Muchas veces fui a la ermita Virgen de la Vega de Moros. Es un paseo sencillo de un kilómetro y medio de longitud y un desnivel acumulado de unos 4 metros. Era una caminata agradable en la que, en estas fechas, los árboles frutales te brindaban una refrescante sombra en todo su trayecto. Era una andada en la que su espesa vegetación te hacía sentir como si caminaras bajo una bóveda interminable.

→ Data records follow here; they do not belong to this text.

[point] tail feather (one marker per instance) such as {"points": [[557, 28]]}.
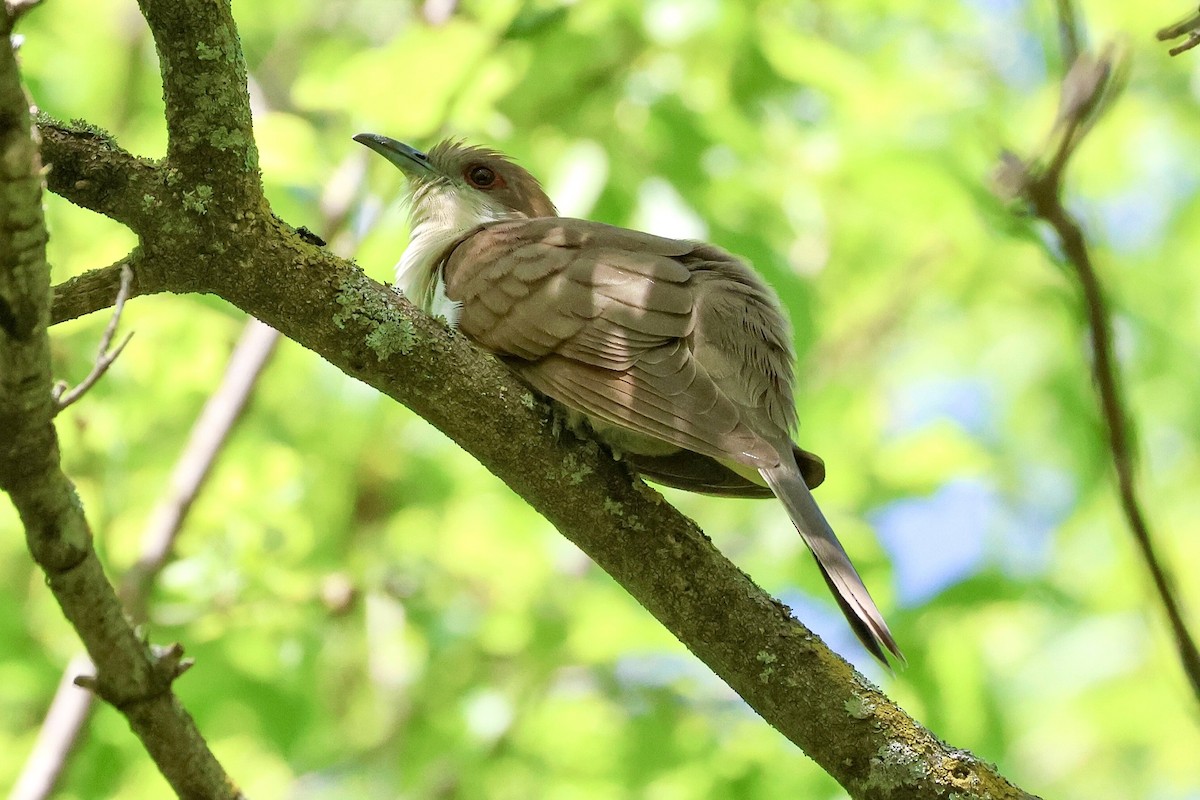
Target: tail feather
{"points": [[847, 588]]}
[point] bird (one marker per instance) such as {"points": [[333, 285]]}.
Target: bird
{"points": [[676, 353]]}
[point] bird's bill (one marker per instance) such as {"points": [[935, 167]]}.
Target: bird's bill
{"points": [[411, 161]]}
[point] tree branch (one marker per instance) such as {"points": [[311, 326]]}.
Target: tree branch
{"points": [[85, 166], [237, 250], [63, 395], [129, 675], [1187, 26], [1087, 89]]}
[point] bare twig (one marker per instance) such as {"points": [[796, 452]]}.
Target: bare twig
{"points": [[71, 707], [1089, 86], [60, 731], [1069, 32], [1188, 26], [105, 358]]}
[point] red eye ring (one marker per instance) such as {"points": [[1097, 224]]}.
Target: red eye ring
{"points": [[481, 176]]}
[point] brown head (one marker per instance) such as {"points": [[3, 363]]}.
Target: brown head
{"points": [[460, 181]]}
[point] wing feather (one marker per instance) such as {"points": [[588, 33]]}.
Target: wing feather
{"points": [[604, 320]]}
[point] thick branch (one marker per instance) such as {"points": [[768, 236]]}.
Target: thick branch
{"points": [[235, 248], [57, 530], [801, 687], [210, 138], [87, 167]]}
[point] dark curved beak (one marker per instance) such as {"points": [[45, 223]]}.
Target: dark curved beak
{"points": [[411, 161]]}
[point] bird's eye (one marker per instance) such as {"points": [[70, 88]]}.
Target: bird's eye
{"points": [[481, 176]]}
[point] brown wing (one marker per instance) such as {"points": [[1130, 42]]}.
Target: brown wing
{"points": [[605, 320]]}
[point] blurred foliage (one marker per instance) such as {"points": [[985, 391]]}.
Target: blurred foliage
{"points": [[373, 614]]}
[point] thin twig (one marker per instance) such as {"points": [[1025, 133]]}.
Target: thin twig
{"points": [[1089, 88], [1188, 26], [105, 358], [1069, 34], [204, 444], [71, 705]]}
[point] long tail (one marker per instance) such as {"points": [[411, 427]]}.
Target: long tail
{"points": [[847, 588]]}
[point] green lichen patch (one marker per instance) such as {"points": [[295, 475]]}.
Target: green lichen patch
{"points": [[198, 199], [389, 332]]}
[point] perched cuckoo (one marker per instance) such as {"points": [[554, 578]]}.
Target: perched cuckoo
{"points": [[675, 352]]}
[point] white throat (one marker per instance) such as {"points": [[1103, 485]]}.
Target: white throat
{"points": [[439, 215]]}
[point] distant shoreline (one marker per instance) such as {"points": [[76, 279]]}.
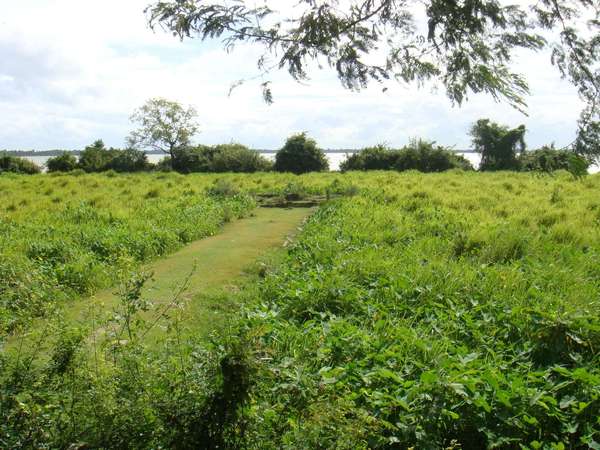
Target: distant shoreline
{"points": [[29, 153]]}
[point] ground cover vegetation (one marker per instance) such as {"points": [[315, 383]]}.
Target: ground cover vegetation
{"points": [[454, 310], [66, 236]]}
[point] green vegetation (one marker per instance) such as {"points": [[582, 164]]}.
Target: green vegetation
{"points": [[300, 154], [420, 155], [66, 236], [163, 125], [17, 165], [548, 159], [65, 162], [497, 144], [454, 310], [218, 159]]}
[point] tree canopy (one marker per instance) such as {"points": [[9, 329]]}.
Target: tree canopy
{"points": [[466, 45], [497, 144], [163, 125]]}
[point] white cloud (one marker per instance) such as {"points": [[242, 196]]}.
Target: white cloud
{"points": [[73, 71]]}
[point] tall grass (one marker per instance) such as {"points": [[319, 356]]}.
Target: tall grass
{"points": [[455, 310], [66, 236]]}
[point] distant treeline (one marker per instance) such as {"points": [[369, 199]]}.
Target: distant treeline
{"points": [[500, 147]]}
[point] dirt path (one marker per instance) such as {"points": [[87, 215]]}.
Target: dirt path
{"points": [[218, 260]]}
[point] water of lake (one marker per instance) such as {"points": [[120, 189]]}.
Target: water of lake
{"points": [[335, 159]]}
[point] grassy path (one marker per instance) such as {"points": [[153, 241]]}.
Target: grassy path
{"points": [[219, 262]]}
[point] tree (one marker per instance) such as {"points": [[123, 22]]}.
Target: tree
{"points": [[467, 46], [300, 154], [164, 125], [65, 162], [497, 144]]}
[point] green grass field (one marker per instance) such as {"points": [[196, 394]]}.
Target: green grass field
{"points": [[456, 310]]}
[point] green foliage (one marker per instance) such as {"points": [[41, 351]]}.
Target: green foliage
{"points": [[65, 162], [163, 125], [96, 157], [300, 154], [129, 160], [548, 159], [425, 311], [17, 165], [439, 319], [220, 158], [497, 144], [62, 237], [238, 158], [420, 155], [468, 47]]}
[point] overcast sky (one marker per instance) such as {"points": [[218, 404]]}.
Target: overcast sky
{"points": [[72, 71]]}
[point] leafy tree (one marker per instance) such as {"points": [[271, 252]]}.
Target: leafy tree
{"points": [[300, 154], [96, 157], [497, 144], [466, 46], [163, 125], [65, 162]]}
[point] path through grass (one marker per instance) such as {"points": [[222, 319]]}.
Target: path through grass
{"points": [[214, 263]]}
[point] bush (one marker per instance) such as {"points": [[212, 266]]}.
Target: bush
{"points": [[238, 158], [371, 158], [420, 155], [220, 158], [128, 160], [497, 144], [65, 162], [193, 159], [300, 154], [18, 165], [96, 157], [548, 159]]}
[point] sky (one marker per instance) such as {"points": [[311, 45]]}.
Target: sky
{"points": [[73, 71]]}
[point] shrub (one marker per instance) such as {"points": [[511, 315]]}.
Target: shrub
{"points": [[96, 157], [419, 155], [128, 160], [193, 159], [65, 162], [300, 154], [497, 144], [238, 158], [18, 165], [548, 159], [370, 158], [220, 158], [425, 156]]}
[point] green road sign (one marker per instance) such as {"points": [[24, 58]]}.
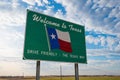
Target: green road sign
{"points": [[52, 39]]}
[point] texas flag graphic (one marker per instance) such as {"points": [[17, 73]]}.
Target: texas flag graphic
{"points": [[59, 39]]}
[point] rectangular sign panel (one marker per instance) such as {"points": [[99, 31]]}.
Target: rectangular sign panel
{"points": [[52, 39]]}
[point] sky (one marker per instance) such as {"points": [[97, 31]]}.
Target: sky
{"points": [[101, 19]]}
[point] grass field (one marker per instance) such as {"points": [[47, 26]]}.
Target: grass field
{"points": [[66, 78]]}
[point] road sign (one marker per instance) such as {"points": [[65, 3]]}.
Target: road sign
{"points": [[52, 39]]}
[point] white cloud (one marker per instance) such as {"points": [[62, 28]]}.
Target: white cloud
{"points": [[30, 2]]}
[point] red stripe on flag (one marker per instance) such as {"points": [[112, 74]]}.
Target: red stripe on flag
{"points": [[65, 46]]}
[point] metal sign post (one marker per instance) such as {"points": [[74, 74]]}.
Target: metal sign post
{"points": [[76, 72], [38, 70]]}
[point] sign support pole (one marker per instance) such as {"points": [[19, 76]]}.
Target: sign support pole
{"points": [[37, 70], [76, 72]]}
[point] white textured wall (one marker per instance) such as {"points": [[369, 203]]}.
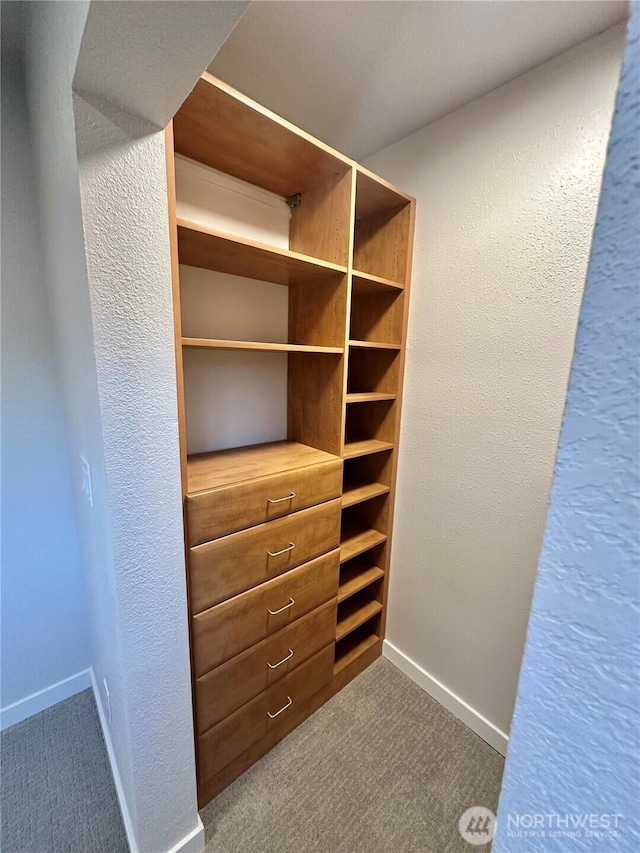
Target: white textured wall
{"points": [[114, 330], [507, 189], [44, 621], [576, 732]]}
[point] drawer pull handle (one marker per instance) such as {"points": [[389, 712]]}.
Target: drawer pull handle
{"points": [[292, 601], [289, 547], [282, 500], [284, 708], [280, 662]]}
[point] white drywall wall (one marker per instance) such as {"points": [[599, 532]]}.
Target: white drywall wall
{"points": [[507, 189], [576, 733], [44, 623], [114, 332]]}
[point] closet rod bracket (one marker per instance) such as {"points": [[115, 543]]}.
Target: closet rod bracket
{"points": [[294, 200]]}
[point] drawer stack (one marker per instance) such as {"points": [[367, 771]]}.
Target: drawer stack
{"points": [[263, 536]]}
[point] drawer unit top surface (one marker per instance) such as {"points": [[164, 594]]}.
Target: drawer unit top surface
{"points": [[226, 467]]}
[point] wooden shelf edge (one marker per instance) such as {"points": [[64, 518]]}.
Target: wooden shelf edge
{"points": [[361, 492], [373, 345], [363, 448], [256, 346], [383, 283], [370, 397], [354, 654], [359, 581], [265, 249], [357, 543], [349, 624]]}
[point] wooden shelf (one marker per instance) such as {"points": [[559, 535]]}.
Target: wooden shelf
{"points": [[224, 467], [357, 541], [356, 577], [205, 248], [364, 448], [363, 282], [353, 614], [373, 345], [224, 129], [351, 648], [355, 493], [210, 343], [374, 195], [370, 397]]}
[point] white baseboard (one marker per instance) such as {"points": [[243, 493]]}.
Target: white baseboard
{"points": [[464, 712], [43, 699], [193, 842], [115, 772]]}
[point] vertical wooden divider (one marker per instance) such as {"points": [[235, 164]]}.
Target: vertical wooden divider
{"points": [[175, 289]]}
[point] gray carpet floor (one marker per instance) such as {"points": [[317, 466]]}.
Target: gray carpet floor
{"points": [[57, 792], [381, 768]]}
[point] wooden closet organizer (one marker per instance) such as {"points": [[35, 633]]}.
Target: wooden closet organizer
{"points": [[288, 542]]}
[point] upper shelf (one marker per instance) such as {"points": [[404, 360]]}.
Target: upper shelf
{"points": [[374, 195], [203, 247], [226, 130]]}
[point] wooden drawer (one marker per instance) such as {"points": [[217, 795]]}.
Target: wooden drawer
{"points": [[231, 685], [249, 724], [228, 566], [225, 630], [228, 509]]}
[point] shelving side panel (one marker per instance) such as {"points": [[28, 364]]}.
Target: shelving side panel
{"points": [[175, 288]]}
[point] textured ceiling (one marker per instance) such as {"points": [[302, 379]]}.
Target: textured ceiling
{"points": [[361, 75]]}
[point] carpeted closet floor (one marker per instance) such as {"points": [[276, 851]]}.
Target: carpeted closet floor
{"points": [[381, 768]]}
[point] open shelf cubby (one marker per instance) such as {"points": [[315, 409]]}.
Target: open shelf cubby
{"points": [[382, 232], [226, 131], [291, 277], [356, 644]]}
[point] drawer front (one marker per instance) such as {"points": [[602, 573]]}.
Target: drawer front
{"points": [[231, 508], [249, 724], [231, 685], [229, 566], [227, 629]]}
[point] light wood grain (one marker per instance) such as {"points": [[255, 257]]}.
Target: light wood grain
{"points": [[230, 685], [375, 195], [355, 492], [355, 542], [232, 626], [353, 613], [240, 464], [255, 346], [355, 577], [206, 248], [315, 400], [320, 223], [354, 344], [240, 730], [318, 315], [381, 244], [362, 448], [225, 510], [224, 129], [343, 674], [378, 317], [175, 297], [355, 647], [228, 566], [366, 283]]}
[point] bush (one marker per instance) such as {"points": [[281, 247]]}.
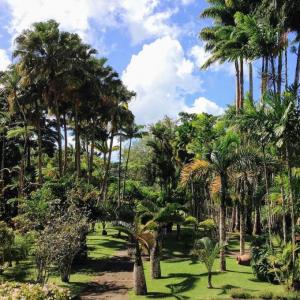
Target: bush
{"points": [[266, 295], [7, 240], [59, 243], [240, 294], [18, 291], [208, 227]]}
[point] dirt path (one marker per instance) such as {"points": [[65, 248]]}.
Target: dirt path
{"points": [[114, 280]]}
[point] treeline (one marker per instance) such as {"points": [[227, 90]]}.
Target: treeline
{"points": [[61, 108]]}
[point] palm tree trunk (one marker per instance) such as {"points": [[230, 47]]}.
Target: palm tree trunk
{"points": [[91, 162], [283, 213], [40, 162], [292, 204], [2, 164], [66, 144], [155, 259], [262, 77], [279, 71], [273, 74], [297, 71], [267, 195], [139, 281], [120, 170], [257, 227], [251, 81], [222, 225], [209, 284], [242, 228], [237, 96], [126, 167], [58, 126], [106, 174], [77, 143], [241, 83]]}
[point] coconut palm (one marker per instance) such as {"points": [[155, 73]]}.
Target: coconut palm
{"points": [[207, 251], [218, 160], [135, 233]]}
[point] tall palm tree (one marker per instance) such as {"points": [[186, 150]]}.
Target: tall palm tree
{"points": [[218, 160]]}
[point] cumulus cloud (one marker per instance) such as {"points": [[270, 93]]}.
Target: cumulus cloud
{"points": [[187, 2], [202, 104], [200, 56], [142, 18], [162, 76], [4, 60]]}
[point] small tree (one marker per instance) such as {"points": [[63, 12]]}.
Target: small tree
{"points": [[59, 243], [207, 252], [135, 233]]}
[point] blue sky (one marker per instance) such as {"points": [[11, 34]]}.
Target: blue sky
{"points": [[153, 44]]}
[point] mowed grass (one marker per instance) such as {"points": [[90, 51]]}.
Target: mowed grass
{"points": [[99, 248], [183, 278]]}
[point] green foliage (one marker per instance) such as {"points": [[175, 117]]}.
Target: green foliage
{"points": [[10, 291], [240, 294]]}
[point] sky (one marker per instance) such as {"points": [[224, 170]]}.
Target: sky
{"points": [[153, 44]]}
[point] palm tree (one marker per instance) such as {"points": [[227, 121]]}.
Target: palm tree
{"points": [[207, 252], [131, 132], [159, 217], [134, 232], [218, 160]]}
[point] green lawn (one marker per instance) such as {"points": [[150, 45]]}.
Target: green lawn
{"points": [[99, 248], [182, 277]]}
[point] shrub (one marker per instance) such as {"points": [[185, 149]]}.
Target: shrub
{"points": [[240, 294], [18, 291], [208, 227], [266, 295], [7, 240], [59, 243]]}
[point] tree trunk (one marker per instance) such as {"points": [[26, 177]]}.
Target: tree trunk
{"points": [[242, 227], [238, 90], [39, 135], [106, 174], [58, 126], [250, 81], [267, 195], [292, 203], [155, 259], [257, 227], [241, 105], [77, 143], [209, 284], [91, 162], [297, 71], [279, 73], [139, 281], [120, 170], [273, 74], [222, 225], [233, 218], [66, 144], [283, 213], [126, 167]]}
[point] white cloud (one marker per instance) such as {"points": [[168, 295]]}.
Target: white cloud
{"points": [[187, 2], [162, 77], [200, 56], [202, 104], [4, 60], [142, 19]]}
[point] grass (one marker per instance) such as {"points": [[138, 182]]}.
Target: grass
{"points": [[99, 248], [182, 278]]}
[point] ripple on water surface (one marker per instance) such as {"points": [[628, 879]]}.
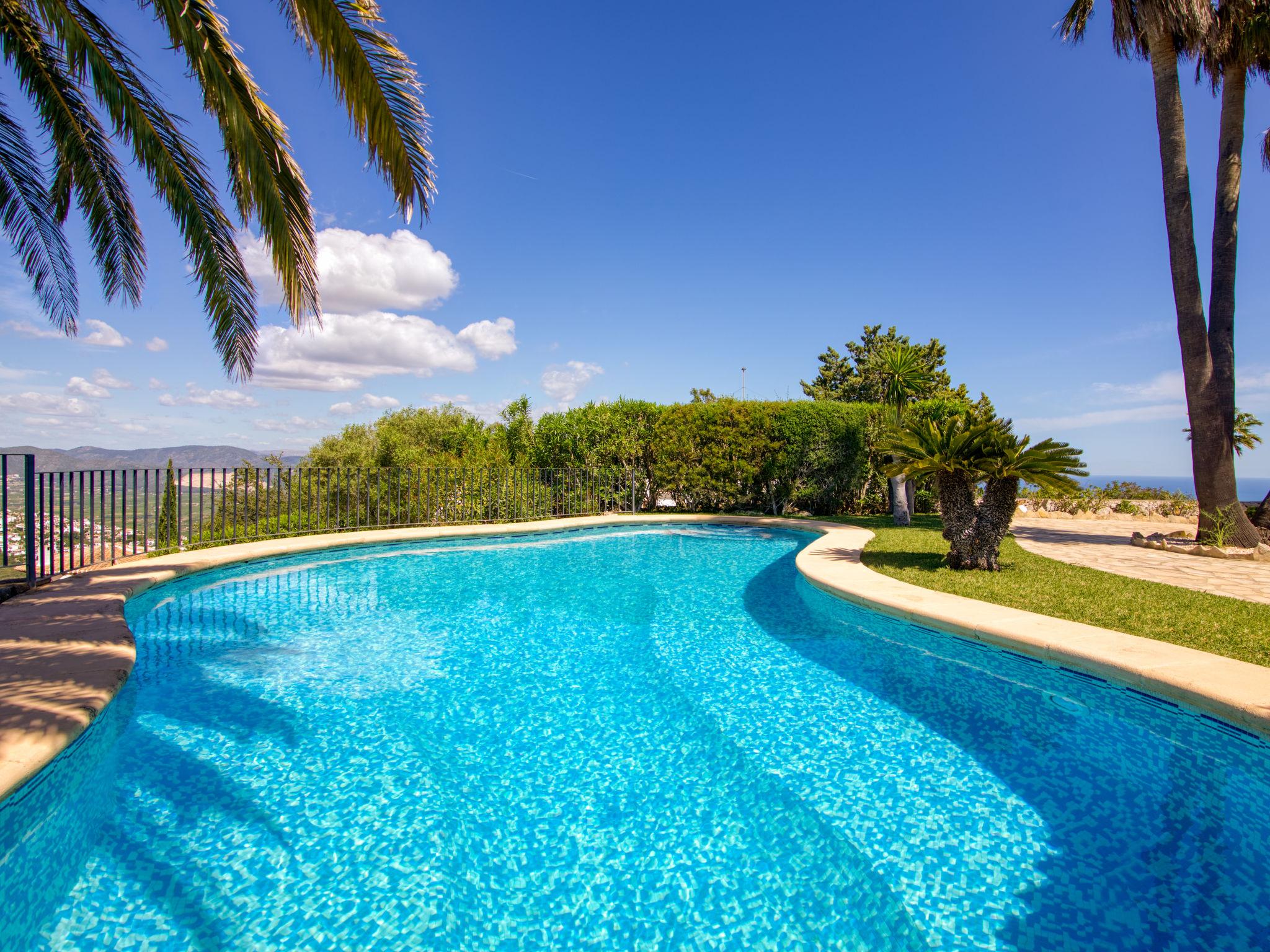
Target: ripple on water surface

Hoy lo recuerdo más vivamente después de ver con tristeza las imágenes de cómo el fuego lo abrasó sin ningún respeto. Hoy lo recuerdo más vivamente después de pensar en la buena gente de Moros. Hoy lo recuerdo más vivamente después de ver al pueblo asediado por las cenizas. Hoy lo recuerdo más vivamente después de pensar en los medios de vida calcinados. Hoy he pensado en lo que tarda un árbol frutal en dar cosecha. En lo que tarda la naturaleza en reparar una herida de tales dimensiones. Hoy he pensado en cómo los responsables van a reparar la destrucción ocasionada.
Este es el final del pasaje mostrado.